For more information, visit Sonoma County’s website at www.sonoma-county.org. Following is an overview some of the largest communities in the county.

— Petaluma
Petaluma is a popular city to shop for funky and fabulous treasures in antique galleries in its historic downtown, sample artisan cheeses at the source, savor farm-to-table wine-country cuisine or sip Sonoma County wine on a sunset cruise in the Petaluma River. Known as the portal to Sonoma County, Petaluma this ideal base for excursions to the wine country, the dramatic Sonoma Coast and the majestic redwood groves. Petaluma always has fairs and festivals that are sometimes described as “quirky,” so it’s no wonder Travel + Leisure Magazine named it one of the “Nation’s Top Ten Getaways Near a Major City.”

— Santa Rosa
The city of Santa Rosa is the fifth largest in the Bay Area and is renowned for its rich urban way of life near a bounty of undeveloped land. Santa Rosa enjoys warm summers and cool wet winters. July through September have the warmest months of the year with average daily temperatures in the mid-80s. Its proximity to the Sonoma and Napa Valley regions ensure that tourism plays a significant role in Santa Rosa’s economy. Like most of the Bay Area, it is also a beneficiary of several technology, biomedical and agricultural institutions as well as home to several performing arts organizations that provide a range of theatrical entertainment. The three principle resident companies are the Santa Rosa Junior College Summer Repertory Theatre, the Santa Rosa Symphony and the 6th Street Playhouse. Santa Rosa also has the corner on visual arts in North Bay with the Sonoma County Museum and is noted as being the long-time residence of Charles M. Schulz, the creator of the Peanuts comic strip, so you’ll find a statue of Charlie Brown and Snoopy in Railroad Square at the corner of Fourth and Wilson.

— Sonoma
After Napa Valley, Sonoma is the destination of choice for wine aficionados from all over the world; some even say it’s superior. There are more than 200 first-rate wineries in Sonoma as well as a number of interesting attractions for visitors and residents to take in and enjoy, such as the Valley of the Moon, Quarryhill Botanical Garden, Sonoma Plaza, Presidio of Sonoma and Infineon Raceway.
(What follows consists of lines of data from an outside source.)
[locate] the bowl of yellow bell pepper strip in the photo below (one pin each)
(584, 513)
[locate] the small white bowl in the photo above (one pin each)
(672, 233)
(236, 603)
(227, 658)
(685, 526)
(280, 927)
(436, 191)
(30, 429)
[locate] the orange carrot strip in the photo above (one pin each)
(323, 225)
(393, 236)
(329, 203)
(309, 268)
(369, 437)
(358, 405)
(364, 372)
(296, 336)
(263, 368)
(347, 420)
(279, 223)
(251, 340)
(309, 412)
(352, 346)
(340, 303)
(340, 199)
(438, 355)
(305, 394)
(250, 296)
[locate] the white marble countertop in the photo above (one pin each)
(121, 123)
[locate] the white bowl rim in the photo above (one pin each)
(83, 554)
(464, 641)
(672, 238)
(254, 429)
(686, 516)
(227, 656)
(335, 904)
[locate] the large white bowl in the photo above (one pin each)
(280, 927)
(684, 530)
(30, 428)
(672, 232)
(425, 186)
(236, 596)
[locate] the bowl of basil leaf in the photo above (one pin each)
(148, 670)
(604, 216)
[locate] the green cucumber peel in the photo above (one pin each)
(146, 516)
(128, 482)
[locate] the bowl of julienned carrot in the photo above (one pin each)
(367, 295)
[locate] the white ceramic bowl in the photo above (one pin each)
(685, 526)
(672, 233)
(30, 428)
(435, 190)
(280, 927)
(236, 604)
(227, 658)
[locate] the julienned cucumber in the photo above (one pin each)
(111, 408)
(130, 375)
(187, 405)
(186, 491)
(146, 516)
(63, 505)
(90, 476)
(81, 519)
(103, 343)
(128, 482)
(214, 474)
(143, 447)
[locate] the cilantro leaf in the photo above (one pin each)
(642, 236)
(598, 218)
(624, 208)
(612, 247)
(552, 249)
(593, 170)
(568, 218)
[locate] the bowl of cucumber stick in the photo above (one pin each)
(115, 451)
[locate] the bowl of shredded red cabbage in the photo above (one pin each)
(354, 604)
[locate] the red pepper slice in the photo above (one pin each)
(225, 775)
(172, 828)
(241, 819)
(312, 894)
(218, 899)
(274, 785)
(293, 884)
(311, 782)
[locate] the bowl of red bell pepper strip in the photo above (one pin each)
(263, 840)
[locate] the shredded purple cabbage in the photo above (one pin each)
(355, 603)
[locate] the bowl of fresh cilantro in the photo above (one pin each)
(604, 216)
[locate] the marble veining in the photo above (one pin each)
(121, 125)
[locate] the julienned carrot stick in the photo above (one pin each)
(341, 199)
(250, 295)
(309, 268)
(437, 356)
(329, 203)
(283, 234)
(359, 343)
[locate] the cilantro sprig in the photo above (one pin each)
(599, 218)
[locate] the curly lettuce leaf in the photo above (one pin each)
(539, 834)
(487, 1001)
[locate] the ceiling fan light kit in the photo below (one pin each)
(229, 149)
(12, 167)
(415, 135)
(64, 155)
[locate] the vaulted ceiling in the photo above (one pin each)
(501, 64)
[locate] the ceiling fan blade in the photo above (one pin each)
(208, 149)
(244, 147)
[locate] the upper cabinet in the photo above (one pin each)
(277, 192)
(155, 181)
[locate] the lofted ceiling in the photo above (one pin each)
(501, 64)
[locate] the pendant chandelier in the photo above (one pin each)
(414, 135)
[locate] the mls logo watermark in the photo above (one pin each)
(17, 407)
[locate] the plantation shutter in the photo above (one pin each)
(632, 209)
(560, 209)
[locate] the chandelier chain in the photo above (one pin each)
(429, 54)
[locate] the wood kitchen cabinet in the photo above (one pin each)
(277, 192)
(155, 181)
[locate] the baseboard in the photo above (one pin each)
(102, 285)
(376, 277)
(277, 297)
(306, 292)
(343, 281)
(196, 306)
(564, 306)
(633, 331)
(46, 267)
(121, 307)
The city also has a rich local history with three sites constructed in the 1800s and listed as California Historical Landmarks: the Mission San Francisco Solano, the residence of General Mariano Guadalupe Vallejo and the Bear Flag Monument. Two local newspapers serve the Sonoma Valley: the Sonoma News, which has been cited by national magazines for its editorial excellence, and the Sonoma Valley Sun. SONOMA magazine, a glossy publication focusing on the lifestyle of the region, also is produced here on a quarterly basis.

North Bay is all about enjoying the outdoors and enjoying the wonderful wines the region has to offer while still having easy access to San Francisco’s urban center.